Community-basierte Sicherheitsarbeit ist in Deutschland nur punktuell strukturell verankert. Viele Initiativen entstehen aus eigenem Bedarf, häufig als Reaktion auf fehlenden Schutz, Diskriminierungserfahrungen oder institutionelles Versagen. Die Rahmenbedingungen bleiben prekär: befristete Förderung, geringe Bezahlung und hohe Abhängigkeit von Einzelpersonen. Dadurch entstehen fragile Strukturen, die beim Wegfall zentraler Akteur:innen schnell erodieren.

[Key problem field #1]

Ob Strukturen bestehen bleiben, hängt in der Praxis häufig von einzelnen engagierten Personen und befristeten Projektmitteln ab. Ohne strukturelle Förderung und institutionelle Einbettung brechen gewachsene Praktiken bei Personalwechseln oder Mittelknappheit weg. Die Folge sind diskontinuierliche Angebote, die gerade in Krisenzeiten nicht verlässlich greifen.

[Key problem field #2]

Ungleiche Zugänge zu Verwaltungs-, Vergabe- und Förderwissen wirken als systematische Barrieren. Codes, Fristen und Formate entscheiden über Mitwirkung und Finanzierung, nicht die Qualität der Schutzpraxis. Erst wenn Verwaltungswissen als Teil von Sicherheitskompetenz anerkannt und vermittelt wird, entsteht reale Teilhabe.

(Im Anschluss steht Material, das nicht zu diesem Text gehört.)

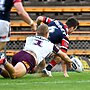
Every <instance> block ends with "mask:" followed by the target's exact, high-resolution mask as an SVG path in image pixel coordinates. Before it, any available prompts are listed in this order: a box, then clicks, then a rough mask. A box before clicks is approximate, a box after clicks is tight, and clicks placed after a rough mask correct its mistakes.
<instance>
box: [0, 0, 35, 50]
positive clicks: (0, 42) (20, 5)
mask: <svg viewBox="0 0 90 90" xmlns="http://www.w3.org/2000/svg"><path fill="white" fill-rule="evenodd" d="M13 6H14V7H15V8H16V10H17V13H18V14H19V15H20V16H21V18H22V19H23V20H24V21H25V22H26V23H27V24H29V25H30V26H31V27H32V29H34V30H35V29H36V23H35V22H34V21H33V20H32V19H31V18H30V17H29V15H28V13H27V12H26V11H25V10H24V7H23V5H22V0H0V50H2V49H3V48H4V46H5V45H6V42H7V41H9V40H10V31H11V27H10V11H11V9H12V7H13Z"/></svg>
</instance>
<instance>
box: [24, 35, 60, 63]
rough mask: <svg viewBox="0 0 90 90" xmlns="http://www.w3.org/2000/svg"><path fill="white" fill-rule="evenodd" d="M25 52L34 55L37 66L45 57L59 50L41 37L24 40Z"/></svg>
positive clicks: (55, 52) (24, 47) (26, 38)
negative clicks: (35, 58)
mask: <svg viewBox="0 0 90 90" xmlns="http://www.w3.org/2000/svg"><path fill="white" fill-rule="evenodd" d="M23 50H25V51H33V52H34V53H35V54H36V57H37V62H38V64H39V63H40V62H41V61H42V60H43V59H45V57H46V56H47V55H48V54H50V53H52V52H54V53H56V54H57V53H59V48H58V47H57V46H55V45H54V44H53V43H51V42H50V41H49V40H48V39H46V38H45V37H43V36H31V37H27V38H26V43H25V46H24V49H23Z"/></svg>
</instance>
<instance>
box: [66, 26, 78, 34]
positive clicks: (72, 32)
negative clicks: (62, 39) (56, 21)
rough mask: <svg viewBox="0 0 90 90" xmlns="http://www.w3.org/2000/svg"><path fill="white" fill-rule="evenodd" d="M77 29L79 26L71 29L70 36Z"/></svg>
mask: <svg viewBox="0 0 90 90" xmlns="http://www.w3.org/2000/svg"><path fill="white" fill-rule="evenodd" d="M76 29H77V26H76V27H71V28H69V32H68V34H72V33H73V31H75V30H76Z"/></svg>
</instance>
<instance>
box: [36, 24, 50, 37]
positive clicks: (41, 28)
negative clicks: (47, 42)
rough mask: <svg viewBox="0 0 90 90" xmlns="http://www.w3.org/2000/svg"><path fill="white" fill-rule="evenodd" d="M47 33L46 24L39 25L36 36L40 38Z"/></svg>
mask: <svg viewBox="0 0 90 90" xmlns="http://www.w3.org/2000/svg"><path fill="white" fill-rule="evenodd" d="M47 33H49V29H48V26H47V25H46V24H42V25H39V26H38V28H37V34H38V35H40V36H45V35H47Z"/></svg>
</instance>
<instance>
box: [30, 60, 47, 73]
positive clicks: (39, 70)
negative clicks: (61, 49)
mask: <svg viewBox="0 0 90 90" xmlns="http://www.w3.org/2000/svg"><path fill="white" fill-rule="evenodd" d="M45 66H46V62H45V60H43V61H42V62H40V64H39V65H38V66H35V68H34V69H33V70H32V71H31V73H35V72H37V73H40V72H42V70H43V69H44V68H45Z"/></svg>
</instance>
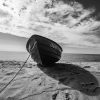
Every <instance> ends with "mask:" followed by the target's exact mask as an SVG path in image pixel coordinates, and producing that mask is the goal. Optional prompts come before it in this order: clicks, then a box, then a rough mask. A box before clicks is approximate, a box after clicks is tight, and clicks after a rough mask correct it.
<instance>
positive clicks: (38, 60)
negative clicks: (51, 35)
mask: <svg viewBox="0 0 100 100" xmlns="http://www.w3.org/2000/svg"><path fill="white" fill-rule="evenodd" d="M26 49H27V51H28V52H29V53H30V55H31V58H32V59H33V60H34V61H36V62H37V63H38V64H42V65H48V64H53V63H55V62H57V61H58V60H60V58H61V53H62V48H61V46H60V45H58V44H57V43H56V42H54V41H52V40H50V39H48V38H45V37H43V36H39V35H32V36H31V37H30V38H29V40H28V42H27V44H26Z"/></svg>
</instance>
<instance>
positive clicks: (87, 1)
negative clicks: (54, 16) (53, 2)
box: [75, 0, 100, 20]
mask: <svg viewBox="0 0 100 100" xmlns="http://www.w3.org/2000/svg"><path fill="white" fill-rule="evenodd" d="M75 1H76V2H78V3H80V4H82V6H83V7H84V8H85V9H89V8H94V9H95V12H94V13H92V16H93V17H95V18H96V19H97V20H100V16H99V13H100V0H75Z"/></svg>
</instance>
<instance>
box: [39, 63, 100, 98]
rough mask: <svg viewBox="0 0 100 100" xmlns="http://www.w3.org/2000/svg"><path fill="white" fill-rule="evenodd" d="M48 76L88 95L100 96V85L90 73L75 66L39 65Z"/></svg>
mask: <svg viewBox="0 0 100 100" xmlns="http://www.w3.org/2000/svg"><path fill="white" fill-rule="evenodd" d="M37 66H38V67H39V68H40V69H41V70H42V71H43V72H44V73H45V74H46V75H48V76H50V77H52V78H54V79H56V80H58V81H59V83H61V84H64V85H66V86H69V87H70V88H72V89H74V90H78V91H80V92H82V93H84V94H86V95H90V96H96V95H99V94H100V87H99V83H98V81H97V79H96V77H95V76H93V75H92V74H91V73H90V72H89V71H87V70H85V69H83V68H81V67H79V66H78V65H74V64H65V63H55V64H52V65H45V66H44V65H39V64H38V65H37Z"/></svg>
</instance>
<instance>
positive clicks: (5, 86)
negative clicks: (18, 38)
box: [0, 42, 37, 93]
mask: <svg viewBox="0 0 100 100" xmlns="http://www.w3.org/2000/svg"><path fill="white" fill-rule="evenodd" d="M36 43H37V42H35V43H34V44H33V47H32V50H33V49H34V47H35V45H36ZM30 56H31V55H30V54H29V56H28V58H27V59H26V61H25V62H24V64H23V65H22V67H21V68H20V69H19V71H18V72H17V73H16V74H15V76H14V77H13V78H12V79H11V80H10V81H9V82H8V83H7V84H6V85H5V87H3V88H2V89H1V90H0V93H2V91H4V90H5V89H6V88H7V86H9V85H10V84H11V82H12V81H13V80H14V78H15V77H16V76H17V75H18V74H19V72H20V71H21V70H22V68H23V67H24V66H25V64H26V62H27V61H28V59H29V57H30Z"/></svg>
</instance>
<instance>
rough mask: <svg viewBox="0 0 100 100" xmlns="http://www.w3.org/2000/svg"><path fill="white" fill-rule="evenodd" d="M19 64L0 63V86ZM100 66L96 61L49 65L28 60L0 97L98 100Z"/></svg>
mask: <svg viewBox="0 0 100 100" xmlns="http://www.w3.org/2000/svg"><path fill="white" fill-rule="evenodd" d="M22 64H23V62H18V61H1V62H0V89H2V88H3V87H4V86H5V85H6V84H7V83H8V82H9V81H10V80H11V79H12V78H13V76H14V75H15V74H16V72H17V71H18V70H19V68H20V67H21V65H22ZM99 66H100V63H99V62H98V63H97V62H83V63H82V62H81V63H80V62H79V63H78V62H77V63H75V62H74V63H71V64H63V63H62V64H61V63H59V64H56V65H52V66H49V67H48V66H45V67H43V66H40V65H36V64H34V63H27V64H26V65H25V66H24V68H23V69H22V70H21V71H20V73H19V74H18V76H17V77H16V78H15V79H14V81H13V82H12V83H11V84H10V85H9V86H8V87H7V88H6V89H5V90H4V91H2V92H1V93H0V100H100V89H99V86H100V72H99ZM89 77H90V78H89ZM90 81H91V82H90ZM89 82H90V83H89ZM81 85H82V86H83V88H81ZM86 85H87V86H86ZM84 88H85V89H84ZM86 88H87V89H86Z"/></svg>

Ökonomische und regulatorische Logiken verstärken diese Fragilität. In der Auftragsvergabe dominieren Preiswettbewerb und Quantität statt nachweislicher Qualität. Subventionierte Lohnmodelle senken kurzfristig Kosten, unterlaufen jedoch Standards. Die Anreizstrukturen belohnen Kostensenkung statt Professionalität. Gleichzeitig werden Care- und Awareness-Tätigkeiten symbolisch aufgewertet, aber finanziell kaum abgesichert. So entsteht ein Widerspruch zwischen normativer Erwartung und materieller Ausstattung.

[Key problem field #3]

Zugehörigkeit garantiert keine Sicherheit. Interne Differenzen, ungleiche Machtpositionen und unbehandelte Konflikte führen zu Fragmentierung und Rückzug. Kollektive Sicherheit erfordert daher Verfahren der Konfliktbearbeitung, die Perspektivenvielfalt anerkennen und Schutzansprüche transparent austarieren.

[Key problem field #4]

Ein großer Teil der Care- und Awarenessarbeit wird von marginalisierten Personen geleistet, bleibt aber unbezahlt oder unterfinanziert. Diese Unsichtbarkeit schwächt Schutzinfrastrukturen und führt zu Burnout, Fluktuation und Wissensverlust. Faire Entlohnung und institutionelle Verankerung sind Grundvoraussetzungen für Verlässlichkeit und Qualität.

Teilhabe scheitert oft nicht am Engagement, sondern an ungleichen Zugängen zu Verwaltungs- und Förderwissen. Bürokratische Codes, Antragslogiken und rechtliche Verfahren wirken als Gatekeeper. Ohne systematischen Wissenstransfer bleibt die institutionelle Mitgestaltung marginaler Gruppen eingeschränkt, obwohl diese über wirksame Schutzpraktiken verfügen.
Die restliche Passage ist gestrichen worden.